Rehm served on the Chanhassen City Council and the Chanhassen Environmental Commission before her election to the legislature.

== Minnesota House of Representatives ==
Rehm was elected to the Minnesota House of Representatives in 2022. She defeated two-term Republican incumbent Greg Boe.

Rehm serves on the Agriculture Finance and Policy, Climate and Energy Finance and Policy, Education Finance, and Sustainable Infrastructure Policy Committees.

=== Policy positions ===
Rehm authored legislation included in the 2023 transportation budget that created an e-bike rebate program.

Rehm sponsored a bill that designated a seven-mile stretch of highway in Chanhassen the "Prince Rogers Nelson Memorial Highway", which passed the House with unanimous support on April 21, 2023, the anniversary of Prince's death. The highway runs past Paisley Park, Prince's home and recording studio.

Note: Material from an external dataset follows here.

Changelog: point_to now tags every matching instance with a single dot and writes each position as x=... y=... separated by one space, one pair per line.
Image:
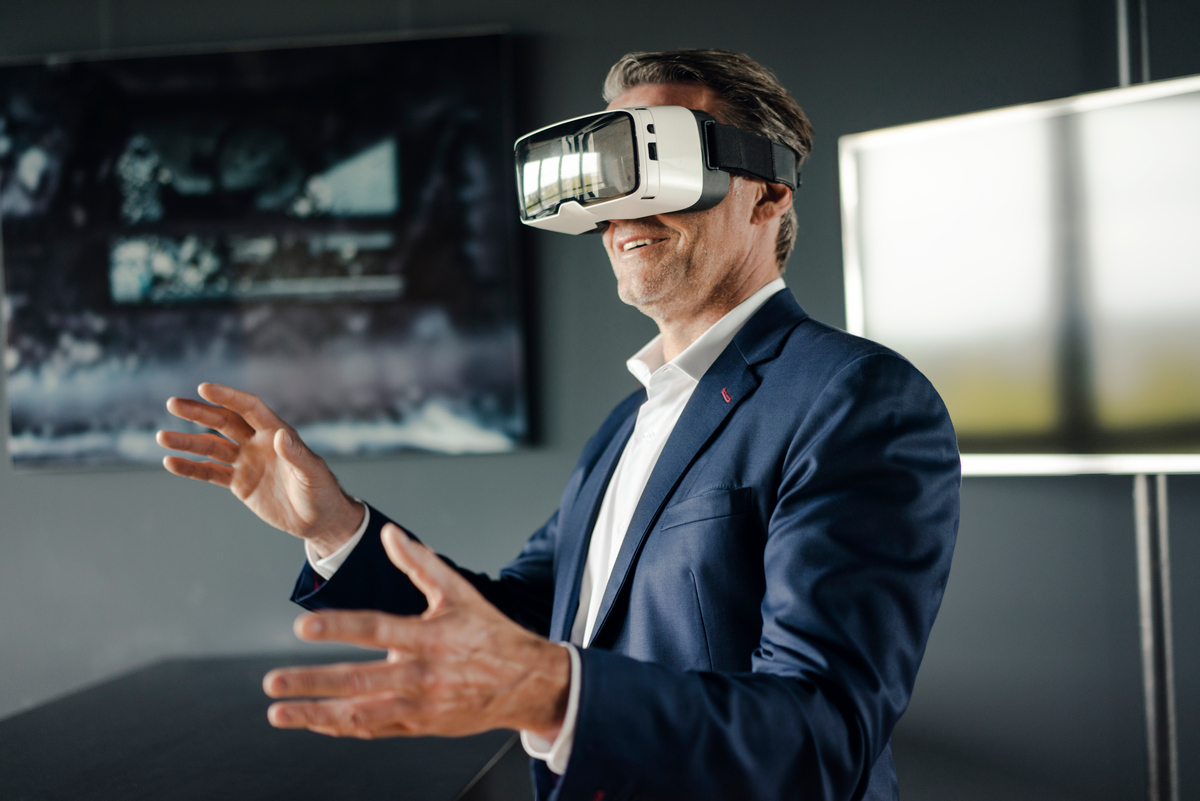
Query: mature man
x=745 y=562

The bill was supported by members of Prince's family and covered the cost of four purple signs placed along the route.

== Electoral history ==

2022 Minnesota State House - District 48B
| Party |  | Candidate | Votes | % |
|---|---|---|---|---|
|  | Democratic (DFL) | Lucy Rehm | 10,632 | 50.97 |
|  | Republican | Greg Boe (incumbent) | 10,215 | 48.97 |
|  | Write-in |  | 13 | 0.06 |
| Total votes |  |  | 20,860 | 100.0 |
|  | Democratic (DFL) hold |  |  |  |

2024 Minnesota State House - District 48B
| Party |  | Candidate | Votes | % |
|---|---|---|---|---|
|  | Democratic (DFL) | Lucille "Lucy" Rehm (incumbent) | 12,953 | 50.39 |
|  | Republican | Caleb Steffenhagen | 12,728 | 49.52 |
|  | Write-in |  | 22 | 0.09 |
| Total votes |  |  | 25,703 | 100.0 |
|  | Democratic (DFL) hold |  |  |  |

== Personal life ==
Rehm lives in Chanhassen, Minnesota, with her spouse, Phil, and has three children.